Taking all our results for the sub-nucleation behavior together we draw the following conclusions: First, structure decay by itself it not very efficient in order to maximize yield. Second, the explicit choice of the sub-nucleation rates is of minor importance for the qualitative behavior. The system behaves similarly to the case $L_{n u c} = 2$ . Third, larger nucleation sizes mitigate the stochastic yield catastrophe in general.

Appendix 5

Time evolution of the yield in the activation and dimerization scenario

In the main text we focus on the final yield, which represents the maximal yield that can be obtained in the assembly reaction for $t \to \infty$ . Here, we briefly discuss the temporal evolution of the yield in the two scenarios. Appendix 5—figure 1 shows the yield as a function of time for the dimerization scenario (blue) and the activation scenario (red) for the corresponding parameters indicated in the plot. Drawn lines show the evolution of the yield in the stochastic simulation whereas dashed lines represent its deterministic evolution obtained by integrating the corresponding mean-field rate equations (only shown for the activation scenario). In both scenarios, yield production sets in after a short lag time (Hagan and Elrad, 2010). The emergence of a lag time can be understood in terms of the interpretation of the assembly process as the progression of a travelling wave (see Sec. B). The travelling wave thereby describes the polymer size distribution and the time that is needed for the wave to reach the absorbing boundary equals the lag time for yield production observed in Appendix 5—figure 1. After the lag time, the yield increases very abruptly in the dimerization scenario and a bit more continually in the activation scenario. Since monomers are provided gradually in the activation scenario, the emerging wave is flatter and extends over a larger range (in polymer size space) as compared to the dimerization scenario. Consequently, yield production is more gradual in the activation scenario than in the dimerization scenario. For the same reason, the dimerization scenario is generally ‘faster’ or more time efficient than the activation scenario. For a detailed analysis of the time efficiency of these and other self-assembly scenarios we refer the reader to our manuscript in preparation (Gartner, Graf and Frey, in preparation).

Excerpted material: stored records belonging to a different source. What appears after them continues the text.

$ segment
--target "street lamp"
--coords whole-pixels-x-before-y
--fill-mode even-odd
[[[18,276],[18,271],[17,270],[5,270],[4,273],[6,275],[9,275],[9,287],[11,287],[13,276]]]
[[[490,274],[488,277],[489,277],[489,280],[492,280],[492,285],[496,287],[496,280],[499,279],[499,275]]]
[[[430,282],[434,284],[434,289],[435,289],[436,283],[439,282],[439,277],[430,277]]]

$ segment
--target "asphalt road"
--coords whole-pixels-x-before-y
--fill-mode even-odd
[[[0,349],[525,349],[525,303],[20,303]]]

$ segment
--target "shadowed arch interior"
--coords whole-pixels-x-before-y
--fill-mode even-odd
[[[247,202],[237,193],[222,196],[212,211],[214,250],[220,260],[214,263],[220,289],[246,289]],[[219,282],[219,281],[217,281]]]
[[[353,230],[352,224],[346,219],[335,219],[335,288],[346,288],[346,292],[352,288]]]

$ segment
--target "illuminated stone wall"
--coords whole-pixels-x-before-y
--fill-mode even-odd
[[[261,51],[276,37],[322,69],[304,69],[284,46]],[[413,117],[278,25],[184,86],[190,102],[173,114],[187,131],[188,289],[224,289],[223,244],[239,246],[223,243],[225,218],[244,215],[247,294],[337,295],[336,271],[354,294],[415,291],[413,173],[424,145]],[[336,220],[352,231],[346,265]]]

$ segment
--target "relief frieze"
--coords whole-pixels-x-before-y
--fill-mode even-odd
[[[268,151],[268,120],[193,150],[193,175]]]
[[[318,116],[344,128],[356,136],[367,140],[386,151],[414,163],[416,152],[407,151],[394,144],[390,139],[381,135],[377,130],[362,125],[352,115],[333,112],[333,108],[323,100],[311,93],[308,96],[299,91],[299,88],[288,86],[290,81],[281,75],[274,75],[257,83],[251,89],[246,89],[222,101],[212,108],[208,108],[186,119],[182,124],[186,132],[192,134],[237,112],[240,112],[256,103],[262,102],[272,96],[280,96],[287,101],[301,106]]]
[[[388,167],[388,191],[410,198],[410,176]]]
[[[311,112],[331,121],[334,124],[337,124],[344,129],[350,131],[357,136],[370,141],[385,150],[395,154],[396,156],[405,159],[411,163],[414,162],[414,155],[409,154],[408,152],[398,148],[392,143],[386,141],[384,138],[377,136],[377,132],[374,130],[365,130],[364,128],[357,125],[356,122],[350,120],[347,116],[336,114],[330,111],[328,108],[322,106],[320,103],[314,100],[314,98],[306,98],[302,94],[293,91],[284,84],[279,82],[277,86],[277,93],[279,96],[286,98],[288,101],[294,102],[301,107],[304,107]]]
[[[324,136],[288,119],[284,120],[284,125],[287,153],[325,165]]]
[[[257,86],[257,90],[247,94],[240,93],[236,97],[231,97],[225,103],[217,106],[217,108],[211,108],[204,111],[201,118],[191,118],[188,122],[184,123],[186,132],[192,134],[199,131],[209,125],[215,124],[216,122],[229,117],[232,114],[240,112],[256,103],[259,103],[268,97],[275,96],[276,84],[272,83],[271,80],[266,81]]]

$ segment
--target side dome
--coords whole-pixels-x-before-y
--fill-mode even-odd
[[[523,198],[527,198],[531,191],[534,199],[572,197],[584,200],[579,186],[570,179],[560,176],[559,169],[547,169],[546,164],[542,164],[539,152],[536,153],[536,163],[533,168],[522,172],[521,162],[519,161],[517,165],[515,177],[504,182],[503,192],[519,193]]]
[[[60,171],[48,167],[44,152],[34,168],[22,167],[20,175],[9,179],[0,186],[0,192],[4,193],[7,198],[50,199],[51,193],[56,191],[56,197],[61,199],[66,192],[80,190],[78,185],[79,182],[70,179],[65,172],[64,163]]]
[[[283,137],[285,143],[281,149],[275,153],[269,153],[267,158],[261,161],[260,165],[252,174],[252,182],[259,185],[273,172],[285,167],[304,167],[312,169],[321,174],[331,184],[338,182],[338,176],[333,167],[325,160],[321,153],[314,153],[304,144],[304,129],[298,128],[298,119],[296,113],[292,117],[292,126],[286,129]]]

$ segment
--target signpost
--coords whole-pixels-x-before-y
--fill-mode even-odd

In all depicted situations, the yield increases monotonically with time. This is, of course, generally true since the completed ring structures define an absorbing state in our system. The final yield, which is indicated in the right bar, therefore represents the upper limit for the yield that can be achieved in the assembly reaction. Appendix 5—figure 1 shows that the temporal yield curves initially are rather steep and quickly reach a value that lies within 10% of the final yield (‘quickly’ thereby refers to the respective time scale), before the curves flatten and increase more slowly. This underlines that the final yield is a meaningful observable that not only describes the upper limit for the yield but also approximates the typical yield of the assembly reaction under appropriate time constraints that are not too restrictive (on the time scale set by the respective lag time).

Appendix 5—figure 1

Download asset Open asset

Time evolution of the yield in the activation and dimerization scenario.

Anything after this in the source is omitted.